Table 1 Samples analysed with the Illumina Equine SNP70 BeadChip, and the obtained expected heterozygosity and inbreeding estimates

Genetic variation, inbreeding and effective population size

Genomic diversity and inbreeding were estimated with PLINK 1.9, using the functions –het (observed and expected homozygous genotype counts and method-of moments F coefficient), –ibc (inbreeding coefficients \(\hat{F}_{\text{I}}\), which is the variance-standardized relationship minus 1, based on the variance of additive genetic values within an individual, \(\hat{F}_{\text{II}}\), which is based on the excess of heterozygosity within an individual, and \(\hat{F}_{\text{III}}\), which is based on the correlation between uniting gametes within an individual [29]) and –homozyg (runs of homozygosity, ROH, using a scanning window of 50 SNPs and recording a ROH when at least 100 SNPs are included across a total length of 1000 kb or more; the X chromosome was excluded).
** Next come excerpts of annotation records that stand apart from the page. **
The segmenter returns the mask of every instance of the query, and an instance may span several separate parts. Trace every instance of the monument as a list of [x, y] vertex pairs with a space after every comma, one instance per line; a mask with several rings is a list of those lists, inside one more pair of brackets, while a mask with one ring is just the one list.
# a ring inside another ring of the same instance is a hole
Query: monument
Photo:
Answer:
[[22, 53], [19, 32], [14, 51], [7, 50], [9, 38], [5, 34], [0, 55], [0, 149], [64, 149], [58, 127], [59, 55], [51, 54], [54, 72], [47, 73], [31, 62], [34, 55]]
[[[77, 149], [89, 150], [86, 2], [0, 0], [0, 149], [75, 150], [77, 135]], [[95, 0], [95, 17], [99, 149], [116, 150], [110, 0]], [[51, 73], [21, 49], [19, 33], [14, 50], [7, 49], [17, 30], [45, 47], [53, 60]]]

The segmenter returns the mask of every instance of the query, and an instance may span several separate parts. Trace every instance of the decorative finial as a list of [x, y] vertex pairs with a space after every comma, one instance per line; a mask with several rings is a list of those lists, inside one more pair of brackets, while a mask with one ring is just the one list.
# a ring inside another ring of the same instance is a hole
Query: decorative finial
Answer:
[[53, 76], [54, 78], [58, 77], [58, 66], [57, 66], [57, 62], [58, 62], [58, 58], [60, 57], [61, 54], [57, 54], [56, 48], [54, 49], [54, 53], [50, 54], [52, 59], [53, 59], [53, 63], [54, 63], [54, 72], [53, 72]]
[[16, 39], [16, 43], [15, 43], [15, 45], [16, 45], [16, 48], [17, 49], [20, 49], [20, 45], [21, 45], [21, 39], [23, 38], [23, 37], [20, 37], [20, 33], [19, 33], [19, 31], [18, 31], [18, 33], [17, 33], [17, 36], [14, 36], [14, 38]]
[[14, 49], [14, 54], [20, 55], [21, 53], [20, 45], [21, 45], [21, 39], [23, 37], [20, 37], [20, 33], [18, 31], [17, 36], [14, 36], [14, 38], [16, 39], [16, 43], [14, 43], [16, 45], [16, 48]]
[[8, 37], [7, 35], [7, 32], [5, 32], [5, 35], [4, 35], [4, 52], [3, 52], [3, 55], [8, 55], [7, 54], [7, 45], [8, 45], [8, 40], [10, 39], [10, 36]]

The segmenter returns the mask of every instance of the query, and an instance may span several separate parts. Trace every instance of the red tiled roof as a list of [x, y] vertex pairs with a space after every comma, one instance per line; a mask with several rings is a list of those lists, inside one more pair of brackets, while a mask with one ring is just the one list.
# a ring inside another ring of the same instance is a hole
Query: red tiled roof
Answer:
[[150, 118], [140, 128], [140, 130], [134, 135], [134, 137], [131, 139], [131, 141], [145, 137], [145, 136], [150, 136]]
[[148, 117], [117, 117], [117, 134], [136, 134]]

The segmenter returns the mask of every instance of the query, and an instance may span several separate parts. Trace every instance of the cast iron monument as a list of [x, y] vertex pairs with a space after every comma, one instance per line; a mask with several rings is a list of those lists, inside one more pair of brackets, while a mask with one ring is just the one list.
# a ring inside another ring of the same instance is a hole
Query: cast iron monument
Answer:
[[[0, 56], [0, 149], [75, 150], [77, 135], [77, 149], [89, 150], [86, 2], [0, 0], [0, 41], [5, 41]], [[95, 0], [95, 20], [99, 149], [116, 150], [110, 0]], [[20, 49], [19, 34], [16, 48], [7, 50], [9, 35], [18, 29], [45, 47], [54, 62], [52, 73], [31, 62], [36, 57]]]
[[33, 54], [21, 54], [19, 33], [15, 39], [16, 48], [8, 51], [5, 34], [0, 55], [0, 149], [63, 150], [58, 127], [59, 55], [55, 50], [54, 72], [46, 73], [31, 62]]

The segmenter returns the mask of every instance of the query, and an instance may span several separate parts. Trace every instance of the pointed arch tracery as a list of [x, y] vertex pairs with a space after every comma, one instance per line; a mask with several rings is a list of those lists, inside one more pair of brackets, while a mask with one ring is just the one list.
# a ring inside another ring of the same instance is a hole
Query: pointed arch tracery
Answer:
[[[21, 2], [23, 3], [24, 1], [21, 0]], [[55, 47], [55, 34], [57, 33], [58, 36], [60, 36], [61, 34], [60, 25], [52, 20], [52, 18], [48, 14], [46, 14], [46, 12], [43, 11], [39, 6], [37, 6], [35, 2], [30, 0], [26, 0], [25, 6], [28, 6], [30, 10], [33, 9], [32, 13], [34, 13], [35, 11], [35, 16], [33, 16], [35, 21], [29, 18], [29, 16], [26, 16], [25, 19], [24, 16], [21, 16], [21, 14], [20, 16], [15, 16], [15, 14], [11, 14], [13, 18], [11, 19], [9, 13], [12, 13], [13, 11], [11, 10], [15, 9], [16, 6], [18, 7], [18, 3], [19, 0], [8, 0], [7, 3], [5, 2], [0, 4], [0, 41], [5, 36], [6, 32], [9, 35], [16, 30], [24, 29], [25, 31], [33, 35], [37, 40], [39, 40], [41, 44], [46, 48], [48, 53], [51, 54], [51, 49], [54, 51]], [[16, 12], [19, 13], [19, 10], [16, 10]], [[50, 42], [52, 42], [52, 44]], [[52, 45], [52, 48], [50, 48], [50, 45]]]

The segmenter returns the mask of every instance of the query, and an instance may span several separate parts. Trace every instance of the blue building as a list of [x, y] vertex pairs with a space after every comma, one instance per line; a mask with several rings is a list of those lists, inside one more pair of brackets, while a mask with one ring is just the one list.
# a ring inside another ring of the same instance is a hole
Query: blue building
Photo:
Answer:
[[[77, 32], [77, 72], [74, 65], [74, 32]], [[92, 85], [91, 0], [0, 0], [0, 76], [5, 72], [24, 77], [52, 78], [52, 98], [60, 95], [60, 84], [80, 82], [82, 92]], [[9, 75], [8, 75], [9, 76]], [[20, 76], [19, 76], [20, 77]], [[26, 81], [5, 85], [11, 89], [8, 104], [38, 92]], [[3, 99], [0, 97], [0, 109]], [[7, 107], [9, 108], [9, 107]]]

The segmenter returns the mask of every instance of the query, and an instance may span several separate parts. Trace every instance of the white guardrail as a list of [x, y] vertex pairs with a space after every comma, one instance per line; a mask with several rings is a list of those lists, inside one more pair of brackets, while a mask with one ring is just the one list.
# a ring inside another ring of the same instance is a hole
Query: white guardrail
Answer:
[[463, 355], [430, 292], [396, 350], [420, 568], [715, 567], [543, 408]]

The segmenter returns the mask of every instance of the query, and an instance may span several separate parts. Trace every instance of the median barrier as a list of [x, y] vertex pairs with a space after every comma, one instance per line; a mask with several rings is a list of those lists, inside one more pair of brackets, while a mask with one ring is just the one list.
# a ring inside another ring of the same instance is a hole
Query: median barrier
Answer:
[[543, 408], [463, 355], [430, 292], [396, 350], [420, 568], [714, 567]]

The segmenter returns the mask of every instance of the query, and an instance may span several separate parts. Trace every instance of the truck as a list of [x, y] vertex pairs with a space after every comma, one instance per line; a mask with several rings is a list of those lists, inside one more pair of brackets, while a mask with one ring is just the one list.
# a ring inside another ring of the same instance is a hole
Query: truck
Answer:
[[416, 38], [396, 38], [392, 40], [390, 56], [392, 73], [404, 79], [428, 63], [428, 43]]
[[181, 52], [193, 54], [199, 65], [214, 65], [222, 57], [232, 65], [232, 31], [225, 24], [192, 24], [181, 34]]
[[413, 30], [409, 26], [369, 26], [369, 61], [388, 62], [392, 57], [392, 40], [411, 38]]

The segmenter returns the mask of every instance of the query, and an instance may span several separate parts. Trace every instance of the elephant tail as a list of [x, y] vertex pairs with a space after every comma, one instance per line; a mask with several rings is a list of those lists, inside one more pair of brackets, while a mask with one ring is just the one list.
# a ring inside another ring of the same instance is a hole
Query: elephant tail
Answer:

Pedigree-based inbreeding coefficients (\(F_{\text{ped}}\)) were obtained from the studbook provided by the Finnish trotting and breeding association [30] or calculated based on the pedigrees from a web portal of a pedigree database of horses that are registered mainly in Finland [31] with a minimum of six generations backwards. Observed and expected heterozygosities were calculated with Arlequin v. [22]. Correlations between the different estimates were calculated using the Pearson correlation coefficient. Past and present effective population sizes were estimated with SNeP v.1.1 [32], by setting default values, for horses of each breeding section, horses that were not in the studbook, all the Finnhorses and all data (including the mixed breed group). This program estimates the trends of the historical effective population size trajectories from SNP data based on linkage disequilibrium [32].

Population genetic structure

First, we used a Bayesian iterative algorithm implemented in the program Structure v. 2.3.1 [33] to investigate the presence of population genetic structure by placing samples into groups formed by individuals sharing similar patterns of variation. We used all the 65,157 SNPs and set the length of burn-in periods at 1000, used 10,000 MCMC replications and set the number of populations (K) at 1 to 10 for 10 iterations and used the admixture model with correlated allele frequencies. We performed the runs without LOCPRIOR, i.e. a priori knowledge of the sampled breeding sections or breeds. The Structure results were used to calculate Evanno’s ΔK [34] in Excel. Furthermore, the iterations of the best number of populations (K = 2) were used to construct a barplot with the help of the output from the web-based program Structure Harvester v.0.6.94 [35], which was used as input for the program CLUMPP v.1.1.2 [36]. This program aligns the membership coefficients of the iterations. Then, barplots of the individual assignment probabilities were constructed with Distruct v.1.1 [37]. Population structuring was further studied with principal component analysis in PLINK 1.9, using the function –pca and by calculating pairwise FST-values in Arlequin. Significance was estimated by 110 permutations.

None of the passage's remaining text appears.